Kaum Mundschutz oder Handschuhe gegen Coronavirus: Weiterhin kaum Vorsichtsmaßnahmen an Berlins Flughäfen

Kein Fiebermessen, kein Mundschutz, lasche Kontrollen. Unsere Autorin ist durch Asien gereist und wundert sich, wie locker das Thema in Berlin genommen wird.

Vier Polizisten warten auf dem Rollfeld, als ich mit einer Maschine aus Moskau am Flughafen Tegel lande. Ich war mehrere Wochen durch Südostasien gereist, hatte Deutschland verlassen, als das Coronavirus noch fern schien. In Russland ignoriert man das Virus einfach komplett. Jetzt denke ich: Ich bin froh, wie gut wir in Deutschland organisiert sind.
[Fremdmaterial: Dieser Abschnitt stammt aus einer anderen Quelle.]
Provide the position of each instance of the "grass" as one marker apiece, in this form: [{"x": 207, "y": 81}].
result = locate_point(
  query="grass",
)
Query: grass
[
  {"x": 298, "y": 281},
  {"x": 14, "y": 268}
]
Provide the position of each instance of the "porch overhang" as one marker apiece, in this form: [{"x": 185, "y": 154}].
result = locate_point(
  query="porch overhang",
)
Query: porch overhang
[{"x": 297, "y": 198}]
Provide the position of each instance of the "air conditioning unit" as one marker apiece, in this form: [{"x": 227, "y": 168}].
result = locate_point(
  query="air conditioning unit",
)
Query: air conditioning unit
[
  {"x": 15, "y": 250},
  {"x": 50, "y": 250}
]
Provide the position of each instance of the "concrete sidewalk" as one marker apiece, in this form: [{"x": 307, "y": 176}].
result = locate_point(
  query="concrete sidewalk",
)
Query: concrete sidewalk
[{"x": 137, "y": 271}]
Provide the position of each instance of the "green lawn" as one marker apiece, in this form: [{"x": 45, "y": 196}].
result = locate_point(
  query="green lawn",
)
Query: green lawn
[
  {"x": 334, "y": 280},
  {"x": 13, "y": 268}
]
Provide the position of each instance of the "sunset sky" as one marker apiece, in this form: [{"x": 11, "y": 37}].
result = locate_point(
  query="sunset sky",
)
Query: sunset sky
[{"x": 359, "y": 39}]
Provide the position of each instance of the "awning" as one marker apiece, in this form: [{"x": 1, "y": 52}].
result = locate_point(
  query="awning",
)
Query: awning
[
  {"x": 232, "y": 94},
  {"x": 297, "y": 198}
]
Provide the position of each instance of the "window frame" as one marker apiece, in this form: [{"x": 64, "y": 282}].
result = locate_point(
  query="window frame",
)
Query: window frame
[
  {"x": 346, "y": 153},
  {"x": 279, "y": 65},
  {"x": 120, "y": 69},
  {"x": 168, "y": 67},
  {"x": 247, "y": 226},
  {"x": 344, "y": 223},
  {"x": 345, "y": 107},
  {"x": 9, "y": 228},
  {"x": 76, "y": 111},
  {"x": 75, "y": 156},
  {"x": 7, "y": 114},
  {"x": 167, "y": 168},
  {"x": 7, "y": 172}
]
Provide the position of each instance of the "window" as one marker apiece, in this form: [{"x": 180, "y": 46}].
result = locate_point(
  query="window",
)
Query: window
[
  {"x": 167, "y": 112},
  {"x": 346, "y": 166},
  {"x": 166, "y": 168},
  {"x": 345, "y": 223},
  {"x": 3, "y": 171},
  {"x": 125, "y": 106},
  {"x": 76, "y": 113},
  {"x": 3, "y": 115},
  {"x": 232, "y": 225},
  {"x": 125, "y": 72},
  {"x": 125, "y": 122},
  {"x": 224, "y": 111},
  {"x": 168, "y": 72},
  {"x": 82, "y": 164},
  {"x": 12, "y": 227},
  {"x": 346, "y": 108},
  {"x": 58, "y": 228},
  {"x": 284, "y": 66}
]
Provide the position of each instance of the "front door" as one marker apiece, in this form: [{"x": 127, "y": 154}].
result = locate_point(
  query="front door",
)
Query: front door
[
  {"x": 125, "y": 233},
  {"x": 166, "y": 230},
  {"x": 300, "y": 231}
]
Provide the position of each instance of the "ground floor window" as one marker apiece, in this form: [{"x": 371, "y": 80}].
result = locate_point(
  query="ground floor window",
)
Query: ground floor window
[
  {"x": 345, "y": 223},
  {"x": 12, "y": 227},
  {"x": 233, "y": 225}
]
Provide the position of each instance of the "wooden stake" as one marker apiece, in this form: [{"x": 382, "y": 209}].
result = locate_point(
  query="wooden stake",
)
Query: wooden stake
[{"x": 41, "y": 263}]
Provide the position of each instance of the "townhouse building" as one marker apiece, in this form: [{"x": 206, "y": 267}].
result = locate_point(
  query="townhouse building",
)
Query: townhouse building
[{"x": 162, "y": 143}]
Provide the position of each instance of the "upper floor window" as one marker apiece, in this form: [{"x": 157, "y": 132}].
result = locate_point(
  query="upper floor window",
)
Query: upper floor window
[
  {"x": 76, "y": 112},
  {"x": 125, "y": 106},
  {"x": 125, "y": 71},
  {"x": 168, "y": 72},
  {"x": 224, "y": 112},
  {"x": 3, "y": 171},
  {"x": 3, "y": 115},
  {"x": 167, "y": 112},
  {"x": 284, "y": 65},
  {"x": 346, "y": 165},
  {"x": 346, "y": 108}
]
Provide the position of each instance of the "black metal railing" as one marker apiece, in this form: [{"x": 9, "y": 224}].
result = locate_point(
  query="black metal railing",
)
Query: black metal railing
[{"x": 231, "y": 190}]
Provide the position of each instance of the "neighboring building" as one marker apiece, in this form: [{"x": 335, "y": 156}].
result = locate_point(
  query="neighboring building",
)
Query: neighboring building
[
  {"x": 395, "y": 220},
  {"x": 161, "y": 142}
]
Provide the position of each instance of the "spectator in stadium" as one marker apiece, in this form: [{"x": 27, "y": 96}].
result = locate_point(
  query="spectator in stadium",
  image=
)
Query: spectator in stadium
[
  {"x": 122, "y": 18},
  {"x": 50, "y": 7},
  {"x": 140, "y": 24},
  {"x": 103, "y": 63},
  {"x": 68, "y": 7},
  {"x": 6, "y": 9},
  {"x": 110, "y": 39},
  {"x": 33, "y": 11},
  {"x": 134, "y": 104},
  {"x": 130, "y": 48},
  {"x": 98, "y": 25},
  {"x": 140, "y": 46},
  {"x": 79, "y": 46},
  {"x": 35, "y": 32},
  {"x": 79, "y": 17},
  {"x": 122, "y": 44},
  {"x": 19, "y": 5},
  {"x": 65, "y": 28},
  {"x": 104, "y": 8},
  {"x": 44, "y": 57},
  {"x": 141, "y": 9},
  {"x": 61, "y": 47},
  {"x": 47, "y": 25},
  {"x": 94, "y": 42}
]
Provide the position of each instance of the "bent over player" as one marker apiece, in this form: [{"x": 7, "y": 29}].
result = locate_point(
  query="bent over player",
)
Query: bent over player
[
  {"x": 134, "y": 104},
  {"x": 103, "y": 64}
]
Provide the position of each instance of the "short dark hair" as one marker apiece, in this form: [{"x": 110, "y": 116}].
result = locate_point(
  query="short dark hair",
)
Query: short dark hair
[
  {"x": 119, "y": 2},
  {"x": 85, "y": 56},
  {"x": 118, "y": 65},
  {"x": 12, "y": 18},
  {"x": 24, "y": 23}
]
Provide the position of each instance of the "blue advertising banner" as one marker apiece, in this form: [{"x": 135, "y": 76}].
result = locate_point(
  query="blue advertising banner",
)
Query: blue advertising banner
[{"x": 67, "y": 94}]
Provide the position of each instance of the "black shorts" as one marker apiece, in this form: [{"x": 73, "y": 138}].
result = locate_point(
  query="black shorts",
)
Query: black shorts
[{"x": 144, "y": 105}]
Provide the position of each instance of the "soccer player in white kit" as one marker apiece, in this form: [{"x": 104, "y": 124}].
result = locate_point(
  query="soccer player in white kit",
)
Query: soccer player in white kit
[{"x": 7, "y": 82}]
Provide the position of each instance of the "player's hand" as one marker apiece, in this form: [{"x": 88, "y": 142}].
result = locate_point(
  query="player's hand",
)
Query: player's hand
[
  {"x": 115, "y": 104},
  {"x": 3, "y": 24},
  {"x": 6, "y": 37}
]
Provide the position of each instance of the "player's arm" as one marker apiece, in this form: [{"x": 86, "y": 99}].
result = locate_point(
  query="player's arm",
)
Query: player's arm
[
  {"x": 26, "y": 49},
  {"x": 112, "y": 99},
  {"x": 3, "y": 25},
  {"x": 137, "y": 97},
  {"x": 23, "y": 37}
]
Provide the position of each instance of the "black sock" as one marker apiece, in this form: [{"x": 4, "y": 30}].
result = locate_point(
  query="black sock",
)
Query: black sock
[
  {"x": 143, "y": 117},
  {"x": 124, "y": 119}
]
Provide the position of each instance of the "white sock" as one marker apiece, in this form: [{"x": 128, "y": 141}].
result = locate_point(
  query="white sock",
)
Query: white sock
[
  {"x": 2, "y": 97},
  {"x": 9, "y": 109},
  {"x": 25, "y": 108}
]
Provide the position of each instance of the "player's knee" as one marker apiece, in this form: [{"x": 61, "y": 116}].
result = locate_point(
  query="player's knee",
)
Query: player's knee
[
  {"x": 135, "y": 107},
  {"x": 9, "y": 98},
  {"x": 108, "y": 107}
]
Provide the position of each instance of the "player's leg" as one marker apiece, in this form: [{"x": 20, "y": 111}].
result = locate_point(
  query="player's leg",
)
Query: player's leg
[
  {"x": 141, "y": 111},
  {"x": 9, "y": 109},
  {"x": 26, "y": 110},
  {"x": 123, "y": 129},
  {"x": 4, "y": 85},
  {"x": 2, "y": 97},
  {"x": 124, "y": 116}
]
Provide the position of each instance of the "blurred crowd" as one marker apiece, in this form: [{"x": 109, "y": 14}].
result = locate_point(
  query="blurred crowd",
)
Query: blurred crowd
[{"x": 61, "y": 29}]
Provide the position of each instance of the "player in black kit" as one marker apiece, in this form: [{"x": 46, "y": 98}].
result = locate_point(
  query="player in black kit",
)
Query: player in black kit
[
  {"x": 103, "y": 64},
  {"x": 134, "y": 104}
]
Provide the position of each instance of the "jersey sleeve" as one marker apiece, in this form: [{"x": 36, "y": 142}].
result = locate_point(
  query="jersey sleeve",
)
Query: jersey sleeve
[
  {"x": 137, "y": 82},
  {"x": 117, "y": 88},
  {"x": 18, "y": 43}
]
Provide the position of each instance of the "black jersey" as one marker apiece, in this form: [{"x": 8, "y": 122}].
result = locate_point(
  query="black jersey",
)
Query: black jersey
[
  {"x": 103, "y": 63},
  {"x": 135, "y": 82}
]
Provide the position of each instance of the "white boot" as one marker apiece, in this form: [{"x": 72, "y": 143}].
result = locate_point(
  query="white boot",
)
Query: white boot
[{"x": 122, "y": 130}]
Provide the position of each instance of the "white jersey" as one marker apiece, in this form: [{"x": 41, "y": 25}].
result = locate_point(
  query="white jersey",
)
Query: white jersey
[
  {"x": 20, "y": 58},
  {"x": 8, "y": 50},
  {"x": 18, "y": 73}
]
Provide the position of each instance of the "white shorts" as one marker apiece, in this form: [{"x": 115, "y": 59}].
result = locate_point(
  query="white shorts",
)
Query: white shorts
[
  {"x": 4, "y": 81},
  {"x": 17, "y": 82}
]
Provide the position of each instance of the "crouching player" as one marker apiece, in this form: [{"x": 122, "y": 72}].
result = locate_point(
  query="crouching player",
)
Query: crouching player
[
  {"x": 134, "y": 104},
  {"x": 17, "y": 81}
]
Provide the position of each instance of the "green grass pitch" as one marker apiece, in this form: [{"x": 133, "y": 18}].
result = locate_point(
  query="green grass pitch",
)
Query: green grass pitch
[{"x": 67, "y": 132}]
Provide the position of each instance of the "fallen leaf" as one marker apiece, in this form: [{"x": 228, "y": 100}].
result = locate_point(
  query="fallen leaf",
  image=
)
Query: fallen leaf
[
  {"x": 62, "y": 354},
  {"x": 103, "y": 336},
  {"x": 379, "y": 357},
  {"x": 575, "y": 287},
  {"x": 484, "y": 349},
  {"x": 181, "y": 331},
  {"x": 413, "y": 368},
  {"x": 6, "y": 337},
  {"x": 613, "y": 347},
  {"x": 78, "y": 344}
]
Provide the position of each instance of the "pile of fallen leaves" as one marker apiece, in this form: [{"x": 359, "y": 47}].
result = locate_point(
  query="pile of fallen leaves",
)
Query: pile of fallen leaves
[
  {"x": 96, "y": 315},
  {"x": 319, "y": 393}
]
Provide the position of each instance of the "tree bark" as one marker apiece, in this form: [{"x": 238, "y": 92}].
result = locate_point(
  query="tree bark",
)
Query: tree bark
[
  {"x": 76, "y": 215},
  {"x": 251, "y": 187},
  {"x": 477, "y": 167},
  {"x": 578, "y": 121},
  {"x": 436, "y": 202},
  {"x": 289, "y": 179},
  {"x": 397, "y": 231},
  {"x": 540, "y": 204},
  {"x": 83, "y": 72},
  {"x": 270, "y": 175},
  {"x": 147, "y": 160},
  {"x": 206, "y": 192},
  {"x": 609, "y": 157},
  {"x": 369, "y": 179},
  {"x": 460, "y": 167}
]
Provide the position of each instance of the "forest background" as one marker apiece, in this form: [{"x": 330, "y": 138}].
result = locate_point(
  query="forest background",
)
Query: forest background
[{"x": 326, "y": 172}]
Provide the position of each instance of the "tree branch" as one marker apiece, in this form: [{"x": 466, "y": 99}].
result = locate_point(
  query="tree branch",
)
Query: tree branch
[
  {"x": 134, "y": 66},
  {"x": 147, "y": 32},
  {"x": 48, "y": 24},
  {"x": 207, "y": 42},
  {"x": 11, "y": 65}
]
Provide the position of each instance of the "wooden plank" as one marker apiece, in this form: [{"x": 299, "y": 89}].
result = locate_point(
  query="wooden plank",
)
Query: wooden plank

Aber die Beamten fragen mich nicht, ob ich aus einem Risikogebiet komme, fragen nicht, ob ich Symptome habe, die auf eine Infektion hindeuten. Die Beamten schauen nur, ob ich einen deutschen Pass habe.

Irritiert steige ich in den Bus, der zur Abfertigungshalle fährt. Auch dort: Keine Kontrollen, keine Fragen. Meinen Pass scanne ich selbst, am Gepäckband hole ich meinen Rucksack. Ich bin zu Hause – sicher fühle ich mich nicht.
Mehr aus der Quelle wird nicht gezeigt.